The Canadian Prime Minister, Justin Trudeau, who is often questioned upon his ability to make rational decisions, is once again midst questions for trying to buy media influence. The Conservative opposition has accused Trudeau of trying to bribe Canadian media, to secure a positive political influence for the upcoming federal election.
The allegations come a day after Finance Minister, Bill Morneau, made the announcement in the fall economic update, which was expected to follow a US-like policy. Morneau announced that the government was introducing $600 million tax credits and incentives to help the media industry for the next five years.
However, Conservatives did not like it and instead declared the idea as ‘biased’. Conservative MP Pierre Poilievre said, “Justin Trudeau thinks it is the job of the media to shower him with praise and coincidentally, in an election year, he’s forcing Canadian taxpayers to dole out $600 million in order to try and buy Trudeau the media’s support as he goes to the polls.”
The money injected into the media sector is expected to be channelized towards a new tax credit for media organizations that supports the production of the content. Besides, another tax credit will be aimed at subscribers of digital news outlets. The plans will also allow non-profit media outlets to apply for charitable status.
However, the problem with the plan is that “It certainly gives the impression of potentially affecting, not necessarily individual journalists, but the organizations, the companies, the employers that they work for,” said Conservative MP Peter Kent, a retired journalist himself.

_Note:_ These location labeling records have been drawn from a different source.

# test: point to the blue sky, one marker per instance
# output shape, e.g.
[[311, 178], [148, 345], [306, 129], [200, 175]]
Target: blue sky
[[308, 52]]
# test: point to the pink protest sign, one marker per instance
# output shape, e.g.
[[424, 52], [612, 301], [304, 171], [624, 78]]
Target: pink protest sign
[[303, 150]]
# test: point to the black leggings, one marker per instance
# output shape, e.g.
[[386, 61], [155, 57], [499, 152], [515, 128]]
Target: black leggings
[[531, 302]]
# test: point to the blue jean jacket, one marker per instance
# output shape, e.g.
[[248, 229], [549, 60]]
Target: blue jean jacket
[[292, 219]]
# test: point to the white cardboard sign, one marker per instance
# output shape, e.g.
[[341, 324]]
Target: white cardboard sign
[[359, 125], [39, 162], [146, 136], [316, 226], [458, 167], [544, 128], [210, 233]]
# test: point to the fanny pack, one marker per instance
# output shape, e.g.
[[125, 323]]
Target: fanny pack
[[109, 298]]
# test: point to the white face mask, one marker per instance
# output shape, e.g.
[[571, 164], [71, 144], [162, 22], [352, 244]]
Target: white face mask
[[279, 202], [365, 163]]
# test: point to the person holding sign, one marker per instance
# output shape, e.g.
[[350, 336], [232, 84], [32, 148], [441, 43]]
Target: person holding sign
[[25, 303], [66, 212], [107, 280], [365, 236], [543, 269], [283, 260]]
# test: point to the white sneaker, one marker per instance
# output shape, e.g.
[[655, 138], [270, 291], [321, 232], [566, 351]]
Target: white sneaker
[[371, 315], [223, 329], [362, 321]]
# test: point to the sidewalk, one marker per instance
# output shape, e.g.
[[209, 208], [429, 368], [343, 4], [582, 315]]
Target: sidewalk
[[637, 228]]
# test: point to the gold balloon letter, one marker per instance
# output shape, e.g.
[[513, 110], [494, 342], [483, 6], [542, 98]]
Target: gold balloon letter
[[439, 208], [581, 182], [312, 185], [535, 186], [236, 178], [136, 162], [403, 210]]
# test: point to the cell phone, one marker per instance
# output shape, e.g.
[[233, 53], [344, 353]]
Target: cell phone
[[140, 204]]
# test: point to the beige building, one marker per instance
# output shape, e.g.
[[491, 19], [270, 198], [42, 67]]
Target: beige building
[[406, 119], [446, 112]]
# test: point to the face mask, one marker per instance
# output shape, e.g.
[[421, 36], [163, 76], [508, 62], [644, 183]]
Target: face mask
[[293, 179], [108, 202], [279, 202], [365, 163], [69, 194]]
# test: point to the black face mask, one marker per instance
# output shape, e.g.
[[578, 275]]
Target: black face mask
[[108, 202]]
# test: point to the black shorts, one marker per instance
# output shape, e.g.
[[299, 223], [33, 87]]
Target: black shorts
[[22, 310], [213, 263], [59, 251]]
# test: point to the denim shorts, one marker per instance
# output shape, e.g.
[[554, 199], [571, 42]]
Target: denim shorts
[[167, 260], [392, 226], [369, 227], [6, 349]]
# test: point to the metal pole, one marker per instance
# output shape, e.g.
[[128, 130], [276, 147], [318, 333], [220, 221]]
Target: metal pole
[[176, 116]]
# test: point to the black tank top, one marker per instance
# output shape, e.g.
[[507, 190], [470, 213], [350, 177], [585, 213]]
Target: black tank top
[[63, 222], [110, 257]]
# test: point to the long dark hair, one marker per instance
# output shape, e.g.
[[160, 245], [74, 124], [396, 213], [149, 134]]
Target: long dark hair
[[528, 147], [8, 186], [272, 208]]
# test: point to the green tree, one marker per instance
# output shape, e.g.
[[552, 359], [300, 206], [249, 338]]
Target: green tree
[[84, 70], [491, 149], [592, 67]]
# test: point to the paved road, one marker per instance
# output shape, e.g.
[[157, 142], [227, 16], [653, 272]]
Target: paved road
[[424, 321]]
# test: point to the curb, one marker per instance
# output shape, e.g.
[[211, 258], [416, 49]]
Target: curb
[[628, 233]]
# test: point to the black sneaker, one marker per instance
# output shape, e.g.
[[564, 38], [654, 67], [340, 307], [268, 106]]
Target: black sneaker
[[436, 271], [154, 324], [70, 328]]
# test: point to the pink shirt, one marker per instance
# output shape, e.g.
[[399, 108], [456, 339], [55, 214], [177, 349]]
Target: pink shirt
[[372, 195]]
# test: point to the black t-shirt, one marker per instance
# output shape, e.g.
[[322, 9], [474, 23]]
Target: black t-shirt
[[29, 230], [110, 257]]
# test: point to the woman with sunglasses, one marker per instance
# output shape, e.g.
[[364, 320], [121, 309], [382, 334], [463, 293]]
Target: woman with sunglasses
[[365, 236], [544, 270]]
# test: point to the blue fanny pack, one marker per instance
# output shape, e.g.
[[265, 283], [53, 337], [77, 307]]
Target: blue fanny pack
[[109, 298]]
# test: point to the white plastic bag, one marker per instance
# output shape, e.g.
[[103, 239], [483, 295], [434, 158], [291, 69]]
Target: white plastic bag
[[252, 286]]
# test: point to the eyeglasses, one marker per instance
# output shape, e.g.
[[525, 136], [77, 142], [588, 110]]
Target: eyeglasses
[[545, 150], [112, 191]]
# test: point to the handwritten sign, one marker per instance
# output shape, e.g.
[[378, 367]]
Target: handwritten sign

Contrarily, the Liberals defended the move and stated that the journalists in Canada are qualified enough to understand their job role and duly carry out their work, disregarding the funding models of their employers.
The full detail of the new policy by Federal Government will be disclosed in the next federal budget in the new year. Meanwhile, independent council of Journalism professionals will deliver its recommendations on the newly passed policy.